In verband met het ingevoegde vijfde lid in artikel 19 is de verwijzing in artikel 124 aangepast. Tegelijk is een tekstuele correctie aangebracht door een komma in te voegen na de verwijzing naar artikel 18aa, eerste lid.

Artikelen II en III

De wet van 27 september 2017 tot het ongewijzigd laten van het verplicht eigen risico voor de zorgverzekering voor het jaar 2018 (Stb. 2017, 356) en artikel 19, zevende lid, van de Zorgverzekeringswet zijn op 1 januari 2019 respectievelijk 1 januari 2022 uitgewerkt. Zij komen met ingang van die data te vervallen.

Artikel IV

Om de indexering van het bedrag van het verplicht eigen risico per 2019 achterwege te laten, dient deze wet met ingang van 1 januari 2019 in werking te treden.

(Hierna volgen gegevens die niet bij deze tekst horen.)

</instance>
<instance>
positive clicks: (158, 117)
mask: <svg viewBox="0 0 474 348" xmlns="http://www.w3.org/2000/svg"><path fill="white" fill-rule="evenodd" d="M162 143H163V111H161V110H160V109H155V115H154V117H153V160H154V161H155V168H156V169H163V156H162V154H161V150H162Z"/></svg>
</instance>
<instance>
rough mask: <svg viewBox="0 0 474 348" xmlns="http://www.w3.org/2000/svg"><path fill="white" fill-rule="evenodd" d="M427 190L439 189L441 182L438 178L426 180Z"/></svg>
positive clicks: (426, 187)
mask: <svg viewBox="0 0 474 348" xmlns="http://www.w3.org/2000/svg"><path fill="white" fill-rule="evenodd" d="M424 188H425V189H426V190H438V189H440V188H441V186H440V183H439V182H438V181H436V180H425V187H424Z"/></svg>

Het is van belang dat de parlementaire behandeling van dit wetsvoorstel uiterlijk in september 2018 is afgerond. De hoogte van het verplicht eigen risico is immers onder meer nodig voor de toekenning van de vereveningsbijdrage door het Zorginstituut in oktober 2018 en de bekendmaking van de nominale premie door zorgverzekeraars voor 12 november 2018.